The power amplifier may be implemented as part of an RF module. [0015]
In the present specification and claims the word “a” or “an” preceding an element does not exclude the presence of a plurality of such elements. Further, the word “comprising” does not exclude the presence of other elements or steps than those listed. [0016]
From reading the present disclosure, other modifications will be apparent to persons skilled in the art. Such modifications may involve other features which are already known in the design, manufacture and use of RF power amplifiers and component parts therefor and which may be used instead of or in addition to features already described herein. [0017]

Claims

1. A radio frequency power amplifier for use in at least 2 frequency bands, comprising a power amplifier having a passive adjustable input matching network, a passive variable output power matching network and means for adjusting the input and output networks so that the power amplifier functions as a narrowband amplifier in a predetermined one of the at least 2 frequency bands.

2. A power amplifier as claimed in claim 1, characterised in that the output power matching network comprises a variable real part matching network and a variable imaginary part matching network.

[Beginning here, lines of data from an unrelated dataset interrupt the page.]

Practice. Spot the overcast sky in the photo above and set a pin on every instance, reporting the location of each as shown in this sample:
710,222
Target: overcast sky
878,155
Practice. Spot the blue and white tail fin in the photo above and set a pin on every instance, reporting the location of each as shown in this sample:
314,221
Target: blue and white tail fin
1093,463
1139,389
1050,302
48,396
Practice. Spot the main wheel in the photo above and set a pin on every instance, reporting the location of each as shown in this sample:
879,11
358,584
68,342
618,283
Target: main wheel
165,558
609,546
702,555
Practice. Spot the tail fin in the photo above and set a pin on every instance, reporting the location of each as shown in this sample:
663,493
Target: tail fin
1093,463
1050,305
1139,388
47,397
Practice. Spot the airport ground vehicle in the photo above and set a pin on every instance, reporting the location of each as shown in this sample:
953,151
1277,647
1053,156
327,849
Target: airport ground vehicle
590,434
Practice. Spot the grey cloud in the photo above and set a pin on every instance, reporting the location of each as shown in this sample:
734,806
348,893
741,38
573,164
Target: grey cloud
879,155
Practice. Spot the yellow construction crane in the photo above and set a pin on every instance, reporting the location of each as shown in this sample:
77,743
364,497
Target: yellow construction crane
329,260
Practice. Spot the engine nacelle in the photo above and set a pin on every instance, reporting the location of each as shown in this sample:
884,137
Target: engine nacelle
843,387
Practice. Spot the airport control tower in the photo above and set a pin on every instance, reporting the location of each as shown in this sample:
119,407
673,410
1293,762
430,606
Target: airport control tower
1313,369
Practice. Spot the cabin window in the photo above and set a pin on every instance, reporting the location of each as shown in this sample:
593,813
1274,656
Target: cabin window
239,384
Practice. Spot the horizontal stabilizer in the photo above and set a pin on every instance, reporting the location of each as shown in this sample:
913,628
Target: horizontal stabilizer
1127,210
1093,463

3. A power amplifier as claimed in claim 2, characterised in that the imaginary part matching network comprises a variable shunt capacitance.

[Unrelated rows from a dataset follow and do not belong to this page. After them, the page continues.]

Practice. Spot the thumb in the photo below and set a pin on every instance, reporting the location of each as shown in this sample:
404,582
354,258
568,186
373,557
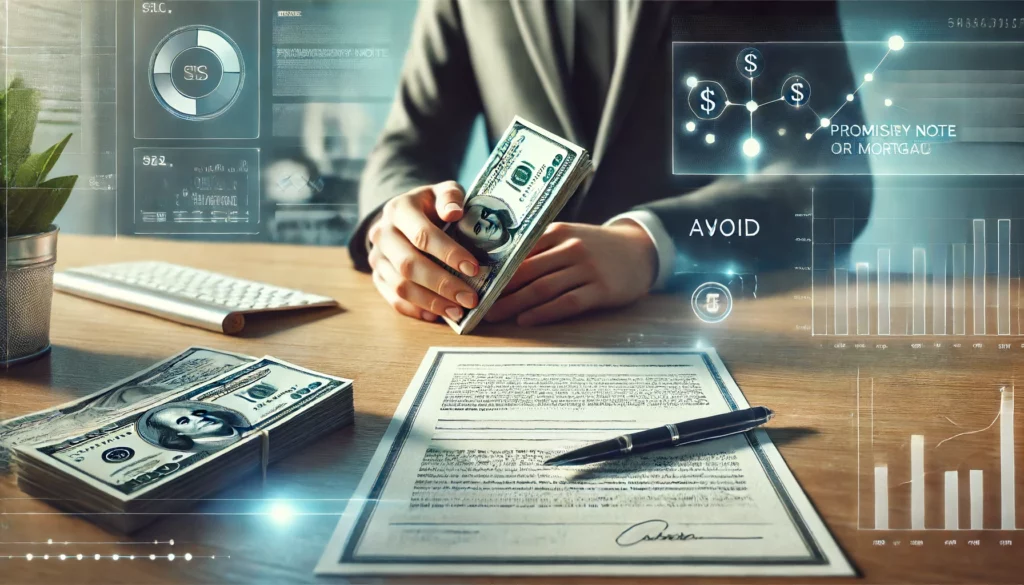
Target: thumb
448,200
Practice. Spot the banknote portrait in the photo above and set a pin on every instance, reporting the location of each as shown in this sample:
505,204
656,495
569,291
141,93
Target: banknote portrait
192,426
486,228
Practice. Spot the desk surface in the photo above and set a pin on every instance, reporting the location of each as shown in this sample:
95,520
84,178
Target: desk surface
814,386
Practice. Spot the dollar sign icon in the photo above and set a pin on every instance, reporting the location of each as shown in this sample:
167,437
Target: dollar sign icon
707,99
752,65
798,95
709,103
796,91
749,63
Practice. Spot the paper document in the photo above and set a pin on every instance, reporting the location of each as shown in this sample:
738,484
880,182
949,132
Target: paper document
458,486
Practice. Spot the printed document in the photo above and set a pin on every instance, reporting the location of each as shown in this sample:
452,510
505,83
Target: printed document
459,487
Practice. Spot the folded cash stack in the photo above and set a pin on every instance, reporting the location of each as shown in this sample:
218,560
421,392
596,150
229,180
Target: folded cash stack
526,180
139,450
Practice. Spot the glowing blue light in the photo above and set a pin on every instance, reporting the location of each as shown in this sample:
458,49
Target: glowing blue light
281,513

4. A power amplifier as claimed in claim 3, characterised in that the variable shunt capacitance comprises a high-Q capacitance.

5. A power amplifier as claimed in claim 2, characterised in that the real part matching network comprises a variable resistance.

6. A power amplifier as claimed in claim 2, characterised in that the adjustable input matching network comprises a variable resonator type matching network.

7. A power amplifier as claimed in claim 6, characterised by means for supplying tuning voltages for varying at least one characteristic of the variable real part matching network, of the variable imaginary part matching network and of the variable resonator type matching network.

8. A power amplifier as claimed in claim 7, characterised in that the means for supplying tuning voltages comprises a look-up table storing tuning voltages applicable to each of the at least 2 frequency bands.

9. A module comprising a power amplifier as claimed in anyone of claims 1 to 8.

10. A transmitter including a radio frequency power amplifier for use in at least 2 frequency bands, the power amplifier having a passive adjustable input matching network, a passive variable output power matching network and means for adjusting the input and output networks so that the power amplifier functions as a narrowband amplifier in a predetermined one of the at least 2 frequency bands.